Post your answers inside of spoiler tags. (How do I do that?)

Celebrate others’ answers. This is really important, especially for tougher questions. Sharing exercises in public is a scary experience. I don’t want people to leave this having back-chained the experience “If I go outside my comfort zone, people will look down on me”. So be generous with those upvotes. I certainly will be.

If you comment on someone else’s answers, focus on making exciting, novel ideas work — instead of tearing apart worse ideas. Yes, And is encouraged.

I will remove comments which I deem insufficiently kind, even if I believe they are valuable comments. I want people to feel encouraged to try and fail here, and that means enforcing nicer norms than usual.

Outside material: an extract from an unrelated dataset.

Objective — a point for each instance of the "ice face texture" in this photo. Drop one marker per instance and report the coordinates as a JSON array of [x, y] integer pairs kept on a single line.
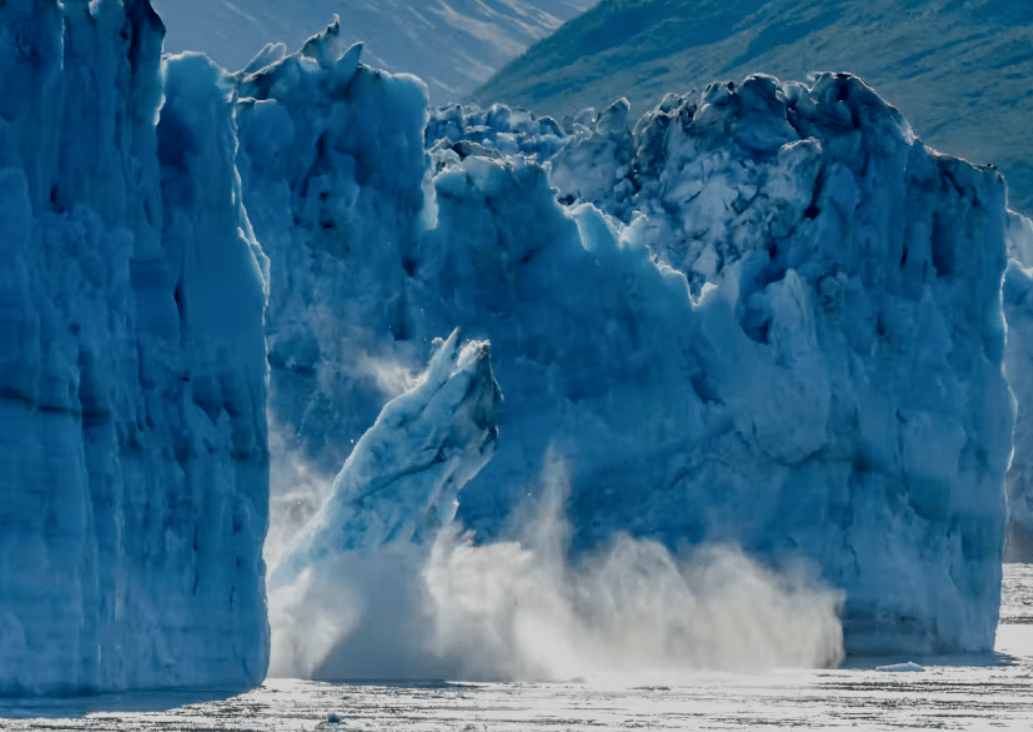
[[767, 316], [1019, 359], [133, 497]]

If you get stuck, look for:

  • Problems with multistage nature.

  • Problems that can be dismantled into a sequence of simpler problems.

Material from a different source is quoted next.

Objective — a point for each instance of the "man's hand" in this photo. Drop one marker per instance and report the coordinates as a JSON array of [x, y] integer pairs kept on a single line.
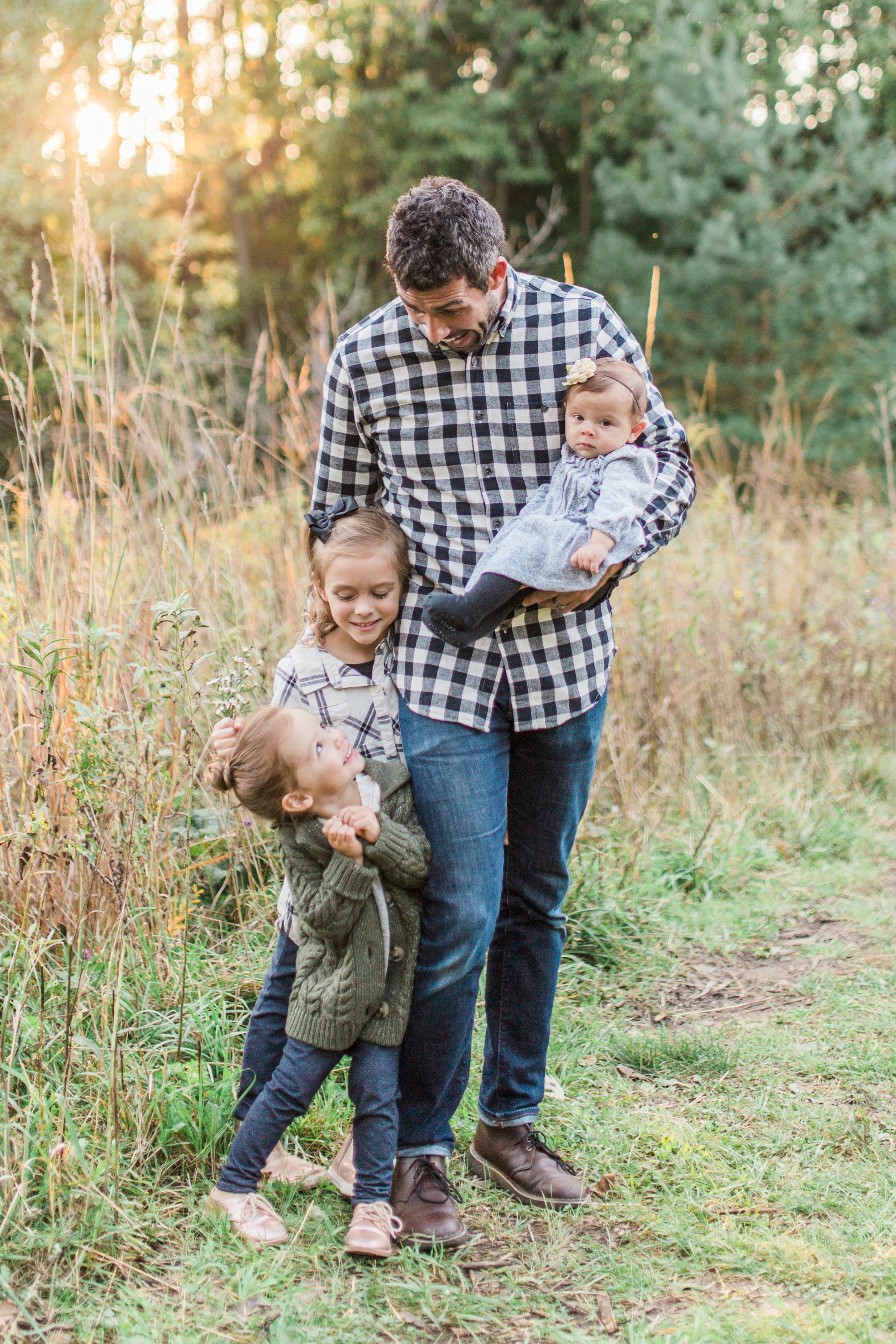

Bonus Exercise: for each of your three examples from the challenge, explain:

  • What are the simpler and smaller problems in the DP example?

  • What are the states and how taking a specific action alters the state?

  • what is the reward for taking a specific action on a given state?

This bonus exercise is great blog-post fodder!

Motivation

Using a framing tool is sort of like using a trigger-action pattern: the hard part is to notice a pattern, a place where a particular tool can apply (the “trigger”). Once we notice the pattern, it suggests certain questions or approximations (the “action”). This challenge is meant to train the trigger-step: we look for novel examples to ingrain the abstract trigger pattern (separate from examples/​contexts we already know).

The Bonus Exercise is meant to train the action-step: apply whatever questions/​approximations the frame suggests, in order to build the reflex of applying them when we notice DP.

Hopefully, this will make it easier to notice when an DP frame can be applied to a new problem you don’t understand in the wild, and to actually use it.